Le Programme « FEMMES, LEADERSHIP, DEFENSE, SECURITE ET PAIX » (FLDSP) est initié pour contribuer à faire des femmes ciblées des actrices aptes à apporter des solutions novatrices et pérennes aux menaces et défis sécuritaires; elles pourront  ainsi contribuer aux efforts favorisant la paix et le développement durable aux niveaux nationaux, sous régionaux et continentaux.

Le 3 novembre 2015, le Général de brigade Paul Ndiaye, Directeur général du CHEDS a présidé la cérémonie officielle de lancement du projet ; cet acte inaugural a été combiné avec un partage de connaissances sur la défense et la  sécurité, ainsi que sur le rôle des femmes leaders en la matière.

Madame Aminata Mbengue Ndiaye, ministre de l’Elevage et des Productions Animales y a contribué par une communication et une participation active aux débats.Lire la suite.

Ils ont dit…

Aminata Mbengue. Ndiaye, ministre de l’Elevage et des Productions Animales

«Le recours aux valeurs traditionnelles, à l’histoire, la création de synergies entre les femmes ont permis de dépasser les clivages politiques et la violence armée pour aller vers des négociations fructueuses».

Général de brigade Paul. Ndiaye, directeur général du CHEDS

«Les Femmes jouent un rôle indéniable dans la construction de la paix. Ceci explique d’ailleurs les nombreuses initiatives prises aux niveaux international et national, lesquelles visent à mettre la femme au cœur des politiques et programmes d’actions en faveur de la paix et des droits humains. Ainsi au Sénégal, la loi 70/23 du 06 juin 1970, portant organisation générale de la défense a été modifiée pour permettre l’inclusion des femmes dans les Forces de Défense et de Sécurité (FDS)».

Ndeye Marie Diédhiou, Coordonnatrice de la Plateforme des Femmes pour la Paix en Casamance

«Seule la mutualisation des efforts pouvait permettre aux femmes de se poser comme des actrices incontournables du processus de paix. La Plateforme des Femmes pour la Paix en Casamance (PFPC) va être créée pour coordonner l’action des mouvements de femmes dans la région sud du Sénégal»
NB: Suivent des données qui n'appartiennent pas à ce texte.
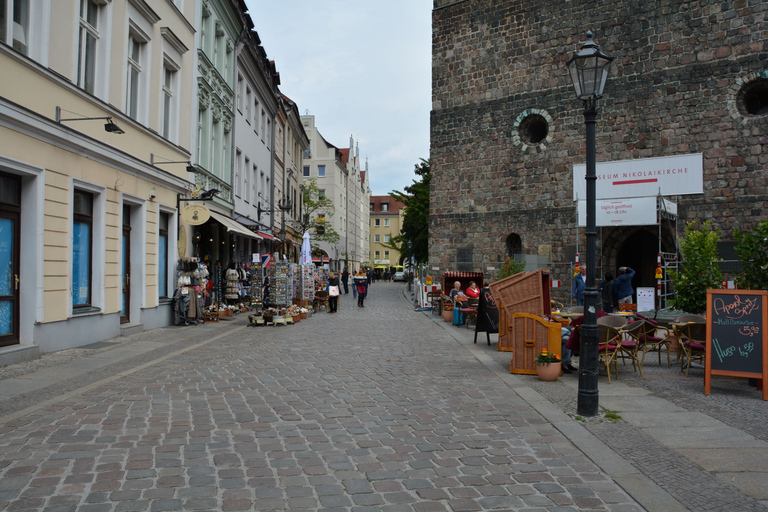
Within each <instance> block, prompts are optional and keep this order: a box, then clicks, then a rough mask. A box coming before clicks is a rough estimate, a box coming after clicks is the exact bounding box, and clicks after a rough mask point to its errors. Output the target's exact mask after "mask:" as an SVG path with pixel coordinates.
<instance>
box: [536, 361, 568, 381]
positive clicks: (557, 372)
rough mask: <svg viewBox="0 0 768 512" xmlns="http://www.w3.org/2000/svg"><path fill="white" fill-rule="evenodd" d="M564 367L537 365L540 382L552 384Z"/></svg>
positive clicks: (551, 364)
mask: <svg viewBox="0 0 768 512" xmlns="http://www.w3.org/2000/svg"><path fill="white" fill-rule="evenodd" d="M561 369H562V365H561V364H560V363H549V364H537V365H536V374H537V375H538V376H539V379H540V380H543V381H547V382H552V381H555V380H557V378H558V377H559V376H560V370H561Z"/></svg>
Eugénie Rockhaya Aw Ndiaye, Journaliste, enseignante

« Etant les plus grandes victimes des guerres et des conflits armés, les femmes peuvent apporter une contribution inestimable dans la définition des options et mesures pour une paix et un règlement durable des conflits; il est important de capitaliser l’ensemble des expériences des femmes africaines en matière de gestion des conflits. Elles doivent également occuper l’espace médiatique afin de rendre visible leurs initiatives ».

C’est devant un parterre de parlementaires, de syndicalistes, de professeurs d’université de Dakar et de Ziguinchor, de membres des FDS, de directrices de sociétés , de journalistes ,d’ONG de défense des droits des femmes et de partenaires ( Fondation Konrad Adenauer,Université Virtuelle du Sénégal-UVS) que la deuxième activité de ce programme s’est déroulée le mardi 31 mars 2016 au CHEDS; les participants ont pu suivre deux exposés, l’un relatif à l’«Analyse géopolitique du Sénégal et de la région Afrique de l’ouest», et l’autre aux «Perspectives Genre» de cette analyse.

Au terme d’une matinée fort animée, le constat suivant a été réaffirmé: il est important de sensibiliser et de former les femmes aux concepts de défense et de sécurité afin de mieux les impliquer, car elles influencent tout leur environnement. Educatrices de l’enfant, épouses, relais dans le quartier, la commune, elles sont incontournables, d’où la nécessité d’en faire des alliées de premier choix. Ainsi, les femmes doivent faire de l’éducation à la non-violence de leurs enfants, une priorité.

Par rapport à l’égalité des sexes, il y a des femmes de qualité au Sénégal pour garantir l’égalité qualitative et non quantitative des sexes. En effet elles sont actrices de résolution et de consolidation de la paix à l’exemple de celles qui s’activent dans la résolution dans le conflit casamançais.